None of the Texas pitchers is widely owned. In Yahoo! leagues, Martinez is at 35 percent, Gallardo 28, Rodriguez 8 and Detwiler 1 (poor souls, that one percent). It's easy to imagine Rodriguez slips; Gallardo hasn't even been great; Martinez screams regression. Lewis, though — this looks like who he is. Since coming back to the bigs in 2010, short of that awful stretch last season, Lewis has been solid and unspectacular, reliable but not flashy. He's the cardigan of pitchers.
He's 24-percent owned in Yahoo! leagues. Most of the time, when I write these, I point out that guys' ownership percentages should be considerably higher. In this instance, I'm not really saying that. Lewis is 24-percent owned. That could stand to be higher, but I can't say it needs to be.
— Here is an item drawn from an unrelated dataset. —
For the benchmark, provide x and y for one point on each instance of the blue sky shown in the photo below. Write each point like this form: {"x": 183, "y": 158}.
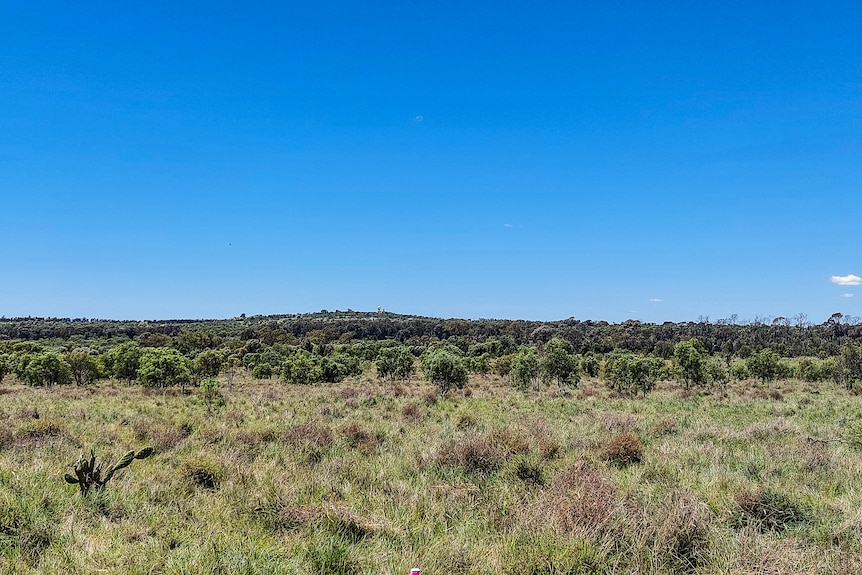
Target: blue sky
{"x": 606, "y": 160}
All I'm saying here is that Lewis is easy to scroll right past, to ignore almost completely. And that isn't fair. Lewis might not belong on your roster. But I've mentioned him to a couple of people who largely scoffed. "Lewis is terrible. I wouldn't touch him!" And he's not a scoff-and-dismiss guy. He's a streaming candidate. Ownership of 24 percent might now be far off. But when his next start rolls around (currently scheduled for a home game against Cleveland Saturday), Lewis belongs right in the middle of the streamer conversation, not around the fringes of the dump pile.